To support these large-scale partnerships, Philips is placing artificial intelligence at the heart of its clinical strategy. CEO Roy Jakobs explained the vision:

“In 2025, we delivered on our commitments as we scaled better care for more people. Our unique platform-based innovations in healthcare and self-care provide Philips with a strong growth foundation in a world where data and AI are rapidly transforming care.”

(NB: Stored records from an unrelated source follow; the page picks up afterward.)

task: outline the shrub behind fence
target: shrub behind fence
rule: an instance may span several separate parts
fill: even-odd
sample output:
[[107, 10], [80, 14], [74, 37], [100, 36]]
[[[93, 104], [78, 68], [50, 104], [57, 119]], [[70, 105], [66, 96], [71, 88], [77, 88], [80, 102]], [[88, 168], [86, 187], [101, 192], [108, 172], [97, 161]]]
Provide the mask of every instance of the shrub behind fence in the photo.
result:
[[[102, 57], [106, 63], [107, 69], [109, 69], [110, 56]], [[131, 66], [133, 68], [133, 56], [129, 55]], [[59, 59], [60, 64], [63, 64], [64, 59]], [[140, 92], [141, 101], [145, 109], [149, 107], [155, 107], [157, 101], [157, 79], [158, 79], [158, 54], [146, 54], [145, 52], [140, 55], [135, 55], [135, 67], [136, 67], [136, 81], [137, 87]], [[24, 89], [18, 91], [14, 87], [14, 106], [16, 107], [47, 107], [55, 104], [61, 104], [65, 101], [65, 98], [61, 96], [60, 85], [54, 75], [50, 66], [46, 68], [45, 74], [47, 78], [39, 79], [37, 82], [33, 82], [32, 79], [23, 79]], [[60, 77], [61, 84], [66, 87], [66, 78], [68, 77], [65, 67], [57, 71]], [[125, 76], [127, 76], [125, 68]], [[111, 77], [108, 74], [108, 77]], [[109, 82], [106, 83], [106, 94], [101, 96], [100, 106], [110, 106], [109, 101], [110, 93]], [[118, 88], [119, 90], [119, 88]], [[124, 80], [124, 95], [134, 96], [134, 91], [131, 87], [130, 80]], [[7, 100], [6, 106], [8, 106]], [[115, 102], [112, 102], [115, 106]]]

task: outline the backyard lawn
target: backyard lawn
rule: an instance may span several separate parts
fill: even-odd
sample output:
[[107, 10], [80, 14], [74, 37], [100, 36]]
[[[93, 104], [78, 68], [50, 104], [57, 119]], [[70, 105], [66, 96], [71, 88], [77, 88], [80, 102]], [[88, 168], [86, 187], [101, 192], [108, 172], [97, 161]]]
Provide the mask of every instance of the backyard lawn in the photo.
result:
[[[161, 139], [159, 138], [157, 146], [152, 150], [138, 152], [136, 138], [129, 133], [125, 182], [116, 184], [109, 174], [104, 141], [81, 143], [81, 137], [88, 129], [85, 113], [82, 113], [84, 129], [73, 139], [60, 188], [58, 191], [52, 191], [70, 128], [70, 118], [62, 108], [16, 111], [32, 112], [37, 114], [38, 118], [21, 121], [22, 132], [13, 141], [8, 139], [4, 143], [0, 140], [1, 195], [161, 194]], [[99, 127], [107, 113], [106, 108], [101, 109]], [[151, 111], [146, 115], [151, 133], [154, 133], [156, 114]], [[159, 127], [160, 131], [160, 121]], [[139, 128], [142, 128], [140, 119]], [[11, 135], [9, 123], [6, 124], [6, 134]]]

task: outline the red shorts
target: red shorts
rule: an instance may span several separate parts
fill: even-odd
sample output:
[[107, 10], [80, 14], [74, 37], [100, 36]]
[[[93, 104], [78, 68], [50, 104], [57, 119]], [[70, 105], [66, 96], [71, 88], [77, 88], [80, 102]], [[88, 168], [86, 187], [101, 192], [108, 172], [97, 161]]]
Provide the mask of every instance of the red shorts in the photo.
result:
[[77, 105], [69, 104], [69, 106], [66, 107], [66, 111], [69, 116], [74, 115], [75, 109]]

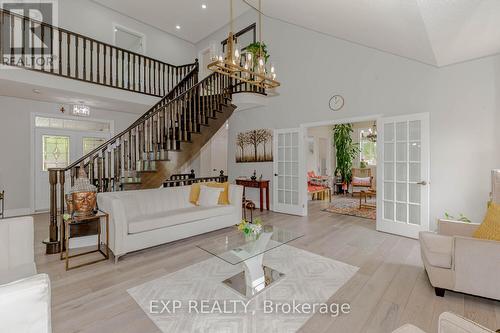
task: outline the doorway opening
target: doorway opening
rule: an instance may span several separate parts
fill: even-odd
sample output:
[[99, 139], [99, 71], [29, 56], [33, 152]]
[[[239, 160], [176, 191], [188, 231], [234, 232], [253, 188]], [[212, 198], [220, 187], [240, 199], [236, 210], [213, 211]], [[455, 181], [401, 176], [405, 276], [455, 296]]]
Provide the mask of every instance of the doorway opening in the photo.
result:
[[226, 122], [200, 151], [200, 172], [197, 177], [216, 177], [223, 171], [227, 175], [229, 122]]
[[377, 218], [376, 119], [305, 128], [310, 209]]
[[[346, 124], [350, 124], [347, 130]], [[344, 160], [340, 161], [336, 138], [333, 138], [333, 135], [324, 135], [323, 139], [332, 140], [330, 146], [335, 151], [335, 157], [330, 152], [330, 161], [336, 161], [336, 164], [331, 164], [330, 167], [328, 149], [317, 147], [319, 157], [314, 157], [316, 156], [314, 153], [316, 139], [308, 138], [309, 129], [313, 134], [315, 127], [324, 126], [329, 127], [328, 131], [343, 129], [344, 136], [352, 139], [350, 140], [352, 146], [357, 146], [357, 149], [351, 152], [350, 158], [344, 156]], [[342, 198], [341, 196], [345, 198], [350, 196], [356, 198], [358, 210], [373, 210], [372, 214], [375, 213], [378, 231], [418, 238], [419, 232], [429, 230], [429, 113], [394, 117], [369, 116], [302, 124], [300, 133], [301, 215], [308, 213], [310, 194], [308, 185], [312, 181], [312, 185], [323, 187], [323, 189], [318, 188], [322, 191], [322, 203], [312, 205], [314, 209], [331, 208], [330, 198], [324, 200], [324, 197], [329, 196], [330, 193], [332, 197], [337, 195], [339, 199]], [[325, 142], [325, 140], [320, 141], [320, 138], [317, 141], [318, 145], [319, 142]], [[313, 145], [312, 149], [309, 149], [308, 142]], [[312, 170], [308, 170], [308, 154], [313, 156], [313, 162], [309, 166]], [[352, 163], [340, 165], [346, 159], [350, 159]], [[364, 162], [363, 165], [361, 162]], [[356, 165], [357, 163], [359, 164]], [[344, 170], [339, 175], [338, 171], [341, 167]], [[308, 172], [311, 173], [308, 175]], [[349, 173], [350, 177], [346, 177], [345, 175]], [[354, 179], [354, 176], [359, 179]], [[361, 184], [353, 186], [353, 180]], [[323, 193], [325, 191], [327, 193]], [[375, 200], [369, 202], [370, 197], [374, 197]], [[352, 199], [349, 200], [351, 206], [348, 208], [352, 208]], [[357, 214], [347, 215], [357, 216]]]

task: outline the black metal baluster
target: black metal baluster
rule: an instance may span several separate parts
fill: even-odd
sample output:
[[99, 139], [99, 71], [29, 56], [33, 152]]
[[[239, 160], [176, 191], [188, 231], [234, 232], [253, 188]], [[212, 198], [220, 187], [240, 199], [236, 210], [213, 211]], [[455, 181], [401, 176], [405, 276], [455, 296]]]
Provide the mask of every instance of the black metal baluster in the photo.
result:
[[99, 43], [97, 43], [96, 62], [97, 62], [97, 83], [101, 83], [101, 44]]
[[151, 94], [151, 59], [148, 59], [149, 87], [148, 93]]
[[75, 77], [77, 79], [80, 78], [80, 71], [78, 69], [78, 42], [79, 42], [79, 37], [78, 36], [75, 36]]
[[130, 53], [127, 52], [127, 87], [130, 90]]
[[57, 55], [59, 61], [59, 75], [62, 75], [62, 32], [57, 30], [57, 37], [59, 39], [59, 54]]
[[87, 39], [83, 39], [83, 79], [87, 80]]
[[125, 52], [121, 50], [122, 53], [122, 88], [125, 88]]
[[115, 84], [116, 84], [116, 87], [118, 87], [120, 85], [120, 78], [119, 78], [119, 68], [118, 68], [118, 50], [116, 49], [115, 50], [115, 59], [116, 59], [116, 63], [115, 63]]
[[103, 45], [102, 48], [104, 49], [104, 53], [103, 53], [104, 57], [102, 58], [102, 61], [103, 61], [102, 62], [102, 66], [103, 66], [103, 71], [102, 71], [103, 72], [103, 79], [102, 79], [102, 81], [103, 81], [104, 84], [107, 84], [108, 80], [106, 78], [106, 72], [107, 72], [107, 70], [106, 70], [107, 69], [106, 68], [106, 62], [108, 60], [108, 57], [107, 57], [106, 53], [107, 53], [108, 47], [106, 45]]
[[66, 35], [66, 44], [68, 45], [67, 48], [68, 48], [68, 54], [67, 54], [67, 57], [68, 57], [68, 63], [66, 64], [67, 65], [67, 73], [66, 75], [71, 77], [71, 35], [70, 34], [67, 34]]

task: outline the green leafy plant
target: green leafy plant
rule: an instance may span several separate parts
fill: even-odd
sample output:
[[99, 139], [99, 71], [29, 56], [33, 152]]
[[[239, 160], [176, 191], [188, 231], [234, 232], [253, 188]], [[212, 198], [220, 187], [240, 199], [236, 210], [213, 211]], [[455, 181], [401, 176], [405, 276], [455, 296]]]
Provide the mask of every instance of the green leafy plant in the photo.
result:
[[447, 220], [454, 220], [454, 221], [460, 221], [460, 222], [465, 222], [465, 223], [471, 223], [472, 222], [468, 217], [466, 217], [462, 213], [460, 213], [460, 215], [458, 215], [458, 217], [452, 216], [452, 215], [450, 215], [448, 213], [444, 213], [444, 217]]
[[[254, 42], [245, 48], [246, 52], [249, 52], [252, 54], [254, 66], [257, 65], [257, 59], [259, 57], [260, 50], [261, 50], [260, 46], [261, 46], [260, 42]], [[269, 59], [270, 55], [267, 52], [267, 45], [264, 42], [262, 42], [262, 56], [264, 57], [264, 60], [267, 63], [267, 60]]]
[[335, 173], [340, 173], [342, 182], [348, 184], [352, 180], [352, 161], [359, 154], [359, 146], [352, 141], [352, 124], [341, 124], [333, 127], [333, 143], [337, 156]]

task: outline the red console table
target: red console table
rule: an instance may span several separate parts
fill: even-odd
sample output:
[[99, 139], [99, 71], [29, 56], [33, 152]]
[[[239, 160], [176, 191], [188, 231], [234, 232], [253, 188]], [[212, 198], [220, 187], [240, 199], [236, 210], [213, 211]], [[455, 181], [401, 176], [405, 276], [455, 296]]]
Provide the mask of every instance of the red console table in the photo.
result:
[[243, 199], [247, 187], [259, 189], [261, 212], [264, 210], [264, 190], [266, 190], [266, 210], [269, 210], [269, 180], [236, 179], [236, 185], [243, 186]]

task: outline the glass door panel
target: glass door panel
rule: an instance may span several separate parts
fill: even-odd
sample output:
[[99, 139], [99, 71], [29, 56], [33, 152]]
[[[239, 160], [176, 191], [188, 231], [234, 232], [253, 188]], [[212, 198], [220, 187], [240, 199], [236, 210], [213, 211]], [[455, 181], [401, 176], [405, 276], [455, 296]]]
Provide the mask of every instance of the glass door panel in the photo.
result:
[[274, 145], [274, 210], [300, 215], [299, 130], [276, 130]]
[[416, 238], [429, 225], [428, 115], [386, 118], [383, 123], [377, 229]]

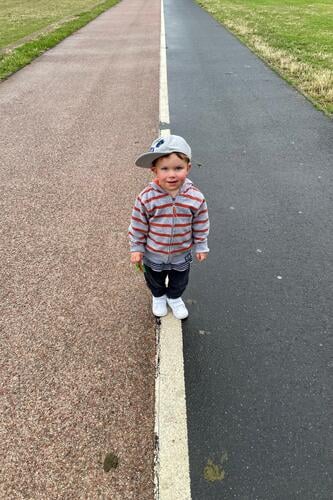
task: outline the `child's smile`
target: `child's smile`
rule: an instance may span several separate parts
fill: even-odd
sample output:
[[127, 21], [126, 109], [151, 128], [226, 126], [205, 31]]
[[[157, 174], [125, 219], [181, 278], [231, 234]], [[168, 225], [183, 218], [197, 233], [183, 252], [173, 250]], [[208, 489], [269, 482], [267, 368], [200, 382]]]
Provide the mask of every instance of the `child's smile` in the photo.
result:
[[152, 171], [156, 174], [161, 188], [170, 194], [175, 194], [185, 181], [190, 168], [190, 163], [172, 153], [159, 158]]

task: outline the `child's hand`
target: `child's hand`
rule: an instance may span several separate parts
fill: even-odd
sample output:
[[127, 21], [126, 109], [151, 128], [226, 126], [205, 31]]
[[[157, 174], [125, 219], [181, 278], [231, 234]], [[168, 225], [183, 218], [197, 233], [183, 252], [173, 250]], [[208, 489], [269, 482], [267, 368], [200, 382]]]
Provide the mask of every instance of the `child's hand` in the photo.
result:
[[203, 260], [206, 260], [208, 257], [208, 252], [200, 252], [195, 254], [197, 260], [199, 262], [202, 262]]
[[131, 252], [131, 263], [141, 264], [143, 253], [142, 252]]

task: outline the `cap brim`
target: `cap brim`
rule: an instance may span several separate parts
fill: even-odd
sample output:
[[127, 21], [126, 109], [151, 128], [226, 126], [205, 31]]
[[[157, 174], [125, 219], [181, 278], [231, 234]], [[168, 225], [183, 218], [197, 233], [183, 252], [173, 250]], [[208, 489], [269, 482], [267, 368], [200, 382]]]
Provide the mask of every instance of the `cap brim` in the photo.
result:
[[153, 161], [157, 160], [157, 158], [165, 156], [166, 154], [168, 153], [144, 153], [135, 160], [135, 165], [143, 168], [152, 168]]

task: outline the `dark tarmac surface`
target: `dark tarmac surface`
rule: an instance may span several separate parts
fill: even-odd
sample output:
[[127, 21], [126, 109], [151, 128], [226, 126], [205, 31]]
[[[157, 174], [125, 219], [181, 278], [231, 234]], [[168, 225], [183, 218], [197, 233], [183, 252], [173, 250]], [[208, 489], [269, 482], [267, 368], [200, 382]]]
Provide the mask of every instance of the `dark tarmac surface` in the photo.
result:
[[329, 500], [332, 121], [191, 0], [165, 17], [212, 222], [183, 324], [193, 500]]
[[153, 498], [155, 325], [127, 228], [159, 45], [159, 3], [123, 0], [0, 84], [3, 499]]

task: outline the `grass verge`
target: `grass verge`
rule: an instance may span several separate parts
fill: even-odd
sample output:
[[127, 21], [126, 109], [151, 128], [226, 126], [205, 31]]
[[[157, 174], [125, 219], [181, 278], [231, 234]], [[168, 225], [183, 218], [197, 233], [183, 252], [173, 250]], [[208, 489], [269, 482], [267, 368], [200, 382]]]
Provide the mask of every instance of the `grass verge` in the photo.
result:
[[332, 117], [332, 0], [197, 2]]
[[90, 9], [79, 12], [67, 21], [59, 21], [60, 26], [54, 27], [52, 31], [45, 26], [46, 33], [41, 33], [36, 39], [32, 39], [12, 50], [0, 54], [0, 81], [8, 78], [11, 74], [29, 64], [33, 59], [40, 56], [46, 50], [54, 47], [78, 29], [82, 28], [97, 16], [113, 7], [119, 0], [106, 0]]

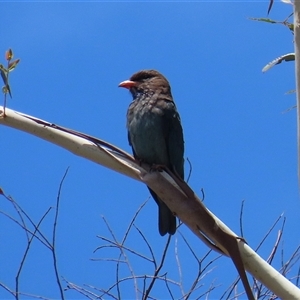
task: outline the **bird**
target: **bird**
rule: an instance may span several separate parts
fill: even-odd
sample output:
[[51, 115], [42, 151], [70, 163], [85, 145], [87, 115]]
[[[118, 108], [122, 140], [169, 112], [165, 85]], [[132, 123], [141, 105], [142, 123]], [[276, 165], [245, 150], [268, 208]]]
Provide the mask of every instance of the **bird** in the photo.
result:
[[[128, 142], [133, 156], [150, 165], [166, 166], [184, 179], [184, 139], [181, 120], [168, 80], [156, 70], [141, 70], [119, 87], [130, 91], [127, 111]], [[161, 236], [176, 232], [176, 217], [148, 187], [158, 205]]]

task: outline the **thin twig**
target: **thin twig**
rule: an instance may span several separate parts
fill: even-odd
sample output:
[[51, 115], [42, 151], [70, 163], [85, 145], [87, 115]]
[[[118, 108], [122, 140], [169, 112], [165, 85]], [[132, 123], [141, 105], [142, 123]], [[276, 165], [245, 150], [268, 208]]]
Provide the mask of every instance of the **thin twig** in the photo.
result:
[[27, 242], [27, 247], [25, 249], [25, 252], [24, 252], [24, 255], [23, 255], [23, 258], [21, 260], [21, 263], [20, 263], [20, 267], [19, 267], [19, 270], [17, 272], [17, 276], [16, 276], [16, 299], [18, 300], [19, 299], [19, 278], [20, 278], [20, 275], [21, 275], [21, 271], [23, 269], [23, 266], [24, 266], [24, 263], [25, 263], [25, 260], [26, 260], [26, 257], [27, 257], [27, 254], [29, 252], [29, 249], [30, 249], [30, 245], [35, 237], [35, 233], [37, 232], [39, 226], [41, 225], [41, 223], [43, 222], [43, 220], [45, 219], [45, 217], [47, 216], [47, 214], [50, 212], [51, 210], [51, 207], [48, 208], [48, 210], [44, 213], [44, 215], [42, 216], [42, 218], [40, 219], [40, 221], [38, 222], [37, 226], [36, 226], [36, 229], [34, 230], [33, 232], [33, 235], [31, 236], [31, 238], [29, 239], [29, 241]]
[[64, 296], [64, 291], [62, 288], [62, 284], [59, 278], [59, 273], [58, 273], [58, 266], [57, 266], [57, 257], [56, 257], [56, 229], [57, 229], [57, 221], [58, 221], [58, 212], [59, 212], [59, 203], [60, 203], [60, 193], [61, 193], [61, 189], [64, 183], [64, 180], [68, 174], [69, 171], [69, 167], [67, 168], [67, 170], [65, 171], [65, 174], [62, 178], [62, 180], [60, 181], [59, 184], [59, 188], [58, 188], [58, 193], [57, 193], [57, 198], [56, 198], [56, 212], [55, 212], [55, 218], [54, 218], [54, 224], [53, 224], [53, 234], [52, 234], [52, 257], [53, 257], [53, 266], [54, 266], [54, 272], [55, 272], [55, 277], [56, 277], [56, 282], [59, 288], [59, 292], [60, 292], [60, 297], [61, 299], [65, 299]]
[[181, 290], [181, 294], [184, 295], [184, 290], [183, 290], [183, 279], [182, 279], [182, 268], [181, 268], [181, 264], [180, 264], [180, 259], [179, 259], [179, 255], [178, 255], [178, 238], [177, 236], [175, 237], [175, 259], [176, 259], [176, 263], [177, 263], [177, 269], [178, 269], [178, 274], [179, 274], [179, 282], [180, 282], [180, 290]]
[[155, 272], [154, 272], [154, 275], [153, 275], [153, 279], [152, 281], [150, 282], [150, 285], [148, 287], [148, 289], [146, 290], [146, 293], [144, 294], [143, 296], [143, 300], [146, 300], [154, 286], [154, 283], [157, 279], [157, 276], [161, 270], [161, 268], [163, 267], [164, 265], [164, 262], [165, 262], [165, 258], [166, 258], [166, 255], [167, 255], [167, 251], [168, 251], [168, 248], [169, 248], [169, 245], [170, 245], [170, 241], [171, 241], [171, 235], [169, 235], [168, 239], [167, 239], [167, 242], [166, 242], [166, 246], [165, 246], [165, 249], [163, 251], [163, 255], [162, 255], [162, 258], [161, 258], [161, 261], [160, 261], [160, 264], [158, 266], [158, 268], [156, 268]]

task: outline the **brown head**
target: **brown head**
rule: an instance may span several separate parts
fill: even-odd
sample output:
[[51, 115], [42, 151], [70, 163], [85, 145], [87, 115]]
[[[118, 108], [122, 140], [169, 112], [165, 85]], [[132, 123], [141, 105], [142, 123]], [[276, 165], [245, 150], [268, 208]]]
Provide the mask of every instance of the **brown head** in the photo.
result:
[[155, 70], [142, 70], [133, 74], [129, 80], [122, 81], [119, 87], [129, 89], [133, 98], [139, 94], [165, 94], [171, 96], [168, 80]]

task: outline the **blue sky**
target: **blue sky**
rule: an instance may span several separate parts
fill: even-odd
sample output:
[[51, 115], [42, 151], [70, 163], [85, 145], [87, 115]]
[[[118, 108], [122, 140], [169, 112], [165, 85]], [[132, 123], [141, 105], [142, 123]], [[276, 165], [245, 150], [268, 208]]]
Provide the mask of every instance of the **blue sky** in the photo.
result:
[[[295, 95], [285, 95], [295, 87], [294, 64], [283, 63], [265, 74], [261, 69], [293, 52], [293, 36], [284, 26], [248, 19], [266, 17], [267, 8], [268, 1], [2, 2], [0, 57], [4, 63], [5, 50], [12, 48], [21, 59], [11, 73], [13, 99], [8, 107], [131, 153], [125, 128], [131, 96], [118, 84], [138, 70], [159, 70], [170, 81], [181, 115], [185, 157], [192, 163], [190, 186], [198, 195], [204, 189], [207, 207], [236, 233], [244, 200], [244, 234], [252, 248], [284, 212], [283, 247], [288, 259], [300, 242], [295, 230], [300, 215], [296, 111], [283, 113], [295, 104]], [[270, 17], [283, 20], [291, 10], [275, 2]], [[78, 285], [108, 287], [115, 279], [113, 263], [90, 260], [112, 256], [111, 251], [93, 253], [101, 245], [96, 236], [109, 236], [101, 216], [121, 239], [138, 207], [149, 198], [146, 187], [34, 136], [4, 126], [0, 132], [0, 186], [35, 222], [55, 206], [59, 183], [70, 167], [57, 229], [59, 271]], [[189, 172], [187, 163], [185, 171]], [[2, 211], [17, 217], [4, 199], [0, 203]], [[53, 216], [50, 213], [42, 225], [48, 236]], [[0, 224], [0, 282], [13, 289], [25, 235], [2, 215]], [[158, 233], [152, 199], [136, 225], [159, 255], [166, 237]], [[260, 250], [263, 258], [271, 252], [278, 229]], [[184, 225], [180, 232], [199, 257], [207, 252]], [[163, 270], [178, 280], [176, 239], [188, 290], [197, 265], [180, 234], [173, 237]], [[135, 231], [129, 244], [147, 253]], [[134, 258], [133, 264], [138, 274], [151, 273]], [[221, 258], [214, 266], [194, 297], [214, 280], [220, 286], [212, 297], [218, 298], [236, 278], [229, 259]], [[37, 241], [20, 290], [59, 297], [50, 252]], [[174, 290], [179, 297], [180, 291]], [[124, 285], [122, 293], [124, 299], [133, 298], [132, 284]], [[166, 294], [157, 288], [153, 296]], [[72, 291], [66, 297], [81, 298]], [[0, 288], [0, 298], [10, 295]]]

The company is integrating AI into its medical software to automate workflows and support clinical decisions, reducing administrative burdens on staff while improving diagnostic accuracy.

Efficiency at a cost

The return to profit has been accompanied by radical internal changes. Over the past year, Philips restructured its finance and IT departments, leading to job cuts at several sites, including the medical campus in Best. Since 2023, the company has reduced its global workforce by over 13,000 roles to create a “simpler, leaner, and faster” organisation.

However, the restructuring is set to continue. As part of its new 2026–2028 financial targets, Philips plans to achieve an additional 1.5 billion euros in productivity savings. This new phase of “disciplined execution” suggests that further departmental reorganisations are likely as the company shifts toward a decentralised model. By continuing to streamline its operations, Philips aims to achieve mid-teens profit margins by 2028.

While the company has successfully navigated its recent slump, ongoing internal shifts remain central to its strategy to deliver long-term value in an uncertain global economy.